Now suppose that later on in the code, I want to modify s1
; let’s say, I want
to take s1[0]
and increment it: s1[0] += 1
. Should allData
change in the
same way? Hopefully not; it seems this would lead to horrible bugs which would
be a nightmare to track down.
So we want to ensure that changes in s1
are not reflected in allData
.
Sadly, the only way we can do this in the presence of mutability is to copy
the whole array — despite the fact that, in many cases, we don’t even
need two copies of the data, nor do we need to spend the extra time copying
them.
In short, mutability puts us in a bind where we often have no choice but to waste our computer’s valuable memory and time in order to protect us from ourselves.

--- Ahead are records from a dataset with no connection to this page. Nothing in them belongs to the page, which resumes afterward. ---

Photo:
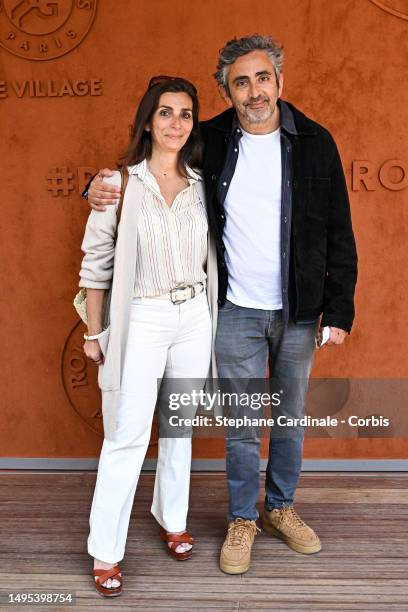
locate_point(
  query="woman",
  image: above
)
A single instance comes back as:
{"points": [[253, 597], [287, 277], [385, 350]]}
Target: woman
{"points": [[162, 319]]}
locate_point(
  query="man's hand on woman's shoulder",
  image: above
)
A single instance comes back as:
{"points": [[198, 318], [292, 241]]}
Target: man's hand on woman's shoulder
{"points": [[100, 194]]}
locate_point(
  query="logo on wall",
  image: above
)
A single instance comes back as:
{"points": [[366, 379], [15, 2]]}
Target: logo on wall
{"points": [[398, 8], [44, 29], [79, 379]]}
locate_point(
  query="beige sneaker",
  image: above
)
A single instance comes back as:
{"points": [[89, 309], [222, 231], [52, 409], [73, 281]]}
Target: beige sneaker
{"points": [[286, 524], [235, 555]]}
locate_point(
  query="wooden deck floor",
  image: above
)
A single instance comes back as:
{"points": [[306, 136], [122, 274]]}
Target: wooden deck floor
{"points": [[361, 519]]}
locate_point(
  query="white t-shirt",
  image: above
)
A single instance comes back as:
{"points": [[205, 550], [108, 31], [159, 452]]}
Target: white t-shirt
{"points": [[252, 228]]}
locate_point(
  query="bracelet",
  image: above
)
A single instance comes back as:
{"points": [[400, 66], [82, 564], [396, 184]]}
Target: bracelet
{"points": [[94, 337]]}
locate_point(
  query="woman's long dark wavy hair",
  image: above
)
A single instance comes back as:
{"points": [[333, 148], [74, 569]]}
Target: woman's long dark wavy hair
{"points": [[140, 146]]}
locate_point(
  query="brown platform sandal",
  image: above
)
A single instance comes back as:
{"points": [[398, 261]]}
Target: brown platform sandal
{"points": [[182, 538], [103, 575]]}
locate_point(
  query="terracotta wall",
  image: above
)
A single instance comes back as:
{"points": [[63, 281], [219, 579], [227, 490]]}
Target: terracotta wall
{"points": [[70, 79]]}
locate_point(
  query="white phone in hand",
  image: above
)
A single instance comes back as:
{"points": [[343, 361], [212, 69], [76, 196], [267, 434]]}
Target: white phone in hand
{"points": [[322, 336]]}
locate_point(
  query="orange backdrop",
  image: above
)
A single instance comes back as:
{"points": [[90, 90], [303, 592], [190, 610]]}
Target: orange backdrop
{"points": [[70, 79]]}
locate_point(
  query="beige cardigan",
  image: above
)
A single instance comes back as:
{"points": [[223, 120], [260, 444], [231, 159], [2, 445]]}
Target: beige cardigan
{"points": [[104, 261]]}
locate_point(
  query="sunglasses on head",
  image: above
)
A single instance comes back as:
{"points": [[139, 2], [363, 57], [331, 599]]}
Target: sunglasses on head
{"points": [[164, 79]]}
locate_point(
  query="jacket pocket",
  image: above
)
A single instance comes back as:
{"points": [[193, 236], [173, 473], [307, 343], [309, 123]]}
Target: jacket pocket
{"points": [[317, 197]]}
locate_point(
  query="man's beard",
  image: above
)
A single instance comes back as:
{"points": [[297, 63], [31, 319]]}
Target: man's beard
{"points": [[257, 116]]}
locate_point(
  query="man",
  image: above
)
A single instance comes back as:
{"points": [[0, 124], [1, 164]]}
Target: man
{"points": [[278, 206]]}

In PureScript, however, values are immutable by default. So we should be
able to sidestep this problem. Taking our example from above, there should be
no need to defensively copy everything; our concat
operation can reuse
parts of its arguments in order to decrease the amount of work it has to do, as
well as the amount of memory your program needs to use.
Currently, most PureScript code uses the Prim.Array
type, which is a normal
JavaScript array. This is often very useful when you want to do interop with
JavaScript libraries. But it prevents us from claiming the benefits of
immutability.
purescript-sequences is an
attempt to reap these benefits. It implements a general-purpose sequence data
type, Seq
. The API is similar to that of an array, but the internal
arrangement of data is very different. By leveraging immutability, it is able
to push a new element on to either end or remove an element from either end in
constant time, and concatenate two sequences in logarithmic time —
compare this to the corresponding JavaScript array operations, which are both
linear time.
I’ve just released version 0.1.0, which I believe is ready for public consumption. I’ve dogfooded it too; my multiplayer pacman game (source) now uses it internally.
I’ve also put together a benchmark, which shows the time taken
to cons a certain number of elements onto sequences and arrays. As expected,
the sequence results look linear: each cons
is O(1), so we expect that doing
n cons
operations is O(n). The array results look quadratic, which is again
what we expect: for arrays, each cons
is O(n), so we expect n cons
operations to be O(n2).
However, Seq
appears to be slower than native arrays up to some crossover
point. On my machine, it’s around 6,000 elements. So this library probably
won’t give you a speed boost in all cases. It also probably won’t be worth
using if you need to pass arrays back and forth between JavaScript libraries
and PureScript code, as converting between the two types is O(n).
Anyway, enjoy! Let me know if it works for you (or even, if it doesn’t).